20 Jahre, zehn LPs: Die Band Tocotronic feiert mit ihrem neuen Album "Wie wir leben wollen" Jubiläum. Auch nach zwei Jahrzehnten kann man sich noch den Kopf über das bisweilen erratische Schaffen dieser Rockband zerbrechen, und das durchaus mit Spaß.

Von Dirk Schneider |
    Mit dem Album "K.O.O.K." haben Tocotronic 1999 die Weichen neu gestellt, von Gitarren schrammelnden Schluffis in Trainingsjacken zur Rockband mit Kunstanspruch – und es war ein ganz großer Wurf. "K.O.O.K." war das fünfte Album der Band, nun sind sie bei Nummer zehn angelangt. "Wie wir leben wollen" lautet der manifesthafte Titel, ein Doppelalbum mit 17 Songs, über eine Stunde Musik, und man habe damit, so die Band, noch einmal neue Wege eingeschlagen.

    Technisch ist das Quartett einen großen Schritt zurückgegangen und hat auf einem historischen Vierspurgerät aufgenommen. Analoge Aufnahmen mit alten Equipment liegen voll im Trend, sind hier aber einer anderen Logik geschuldet: Man wollte damit keinen nostalgischen, warmen Sound erreichen, sondern sich von den tausend Möglichkeiten digitaler Aufnahmen freimachen, sich beschränken, um freier zu werden.

    Assoziierte Satzfetzen statt große Slogans
    Das Ergebnis klingt tatsächlich recht rau, viele Songs rumpeln rockig vor sich hin, ein bisschen einfallslos fast, dafür werden sie angereichert mit Bläsern, Chören oder exotischen Instrumenten wie dem Theremin, einem Vorgänger des Synthesizers.
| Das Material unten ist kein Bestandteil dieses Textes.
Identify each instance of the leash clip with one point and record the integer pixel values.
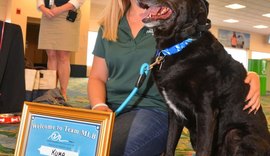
(159, 60)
Oft beweisen Tocotronic aber auch wieder ihr einzigartiges Gespür für Dynamik und die Größe von Gitarren, die dann einsetzen, wenn Dirk von Lowtzow mal die Assoziationsmaschine abstellt. Wie ein Besessener leiert er diesmal nämlich seine Reime und Wortspiele herunter, die oft nicht mehr sind als gedrechselter Nonsens: Einst eine Band der großen Slogans, bleiben vor allem assoziierte Satzfetzen: "Eingewickelt in ein Tuch / Ornamentaler Fluch / Sozialer Wohnungsbau / Warm und Grau".

    Die Gitarren reißen es heraus und behaupten einmal mehr, dass Tocotronic eine echte Rockband sind, die sich mit von Lowtzow nur einen sehr eigenwilligen Texter leistet. Songtitel wie "Auf dem Pfad der Dämmerung", "Die Verbesserung der Erde" oder "Höllenfahrt am Nachmittag" klingen allerdings eher wie Titel von Gemälden, und vielleicht liegt darin ja die Neuerfindung von Tocotronic: Sie machen jetzt eine Art abstrakte Malerei in Tönen. Die Konzerte: Vernissagen, das Album: Ein Katalog. Denn man muss sich tatsächlich fragen, wie man diese Musik eigentlich hören soll: Als Hintergrundbeschallung wird sie doch schnell langweilig, und 70 Minuten den Textkaskaden zuzuhören ist schlicht eine Zumutung. Doch wer weiß: Es ist erstaunlich genug, dass diese Band mit ihrem vorangegangenen Album auf Platz eins der deutschen Charts war und bei Massenbesäufnissen wie Rock am Ring alljährlich zu den Headlinern gehört. Nicht viel überraschter wäre man, würden die Besucher dort diesen Sommer die stolzen 95 Zeilen des Songs "Vulgäre Verse" mitgrölen.

    "Erstaunlichste deutsche Band", diesen Titel möchte man Tocotronic zum Jubiläum verleihen. Dass man sich auch nach 20 Jahren noch den Kopf über sie zerbrechen kann, und das durchaus mit Spaß, dafür gebührt ihnen großer Dank und ein herzlicher Glückwunsch.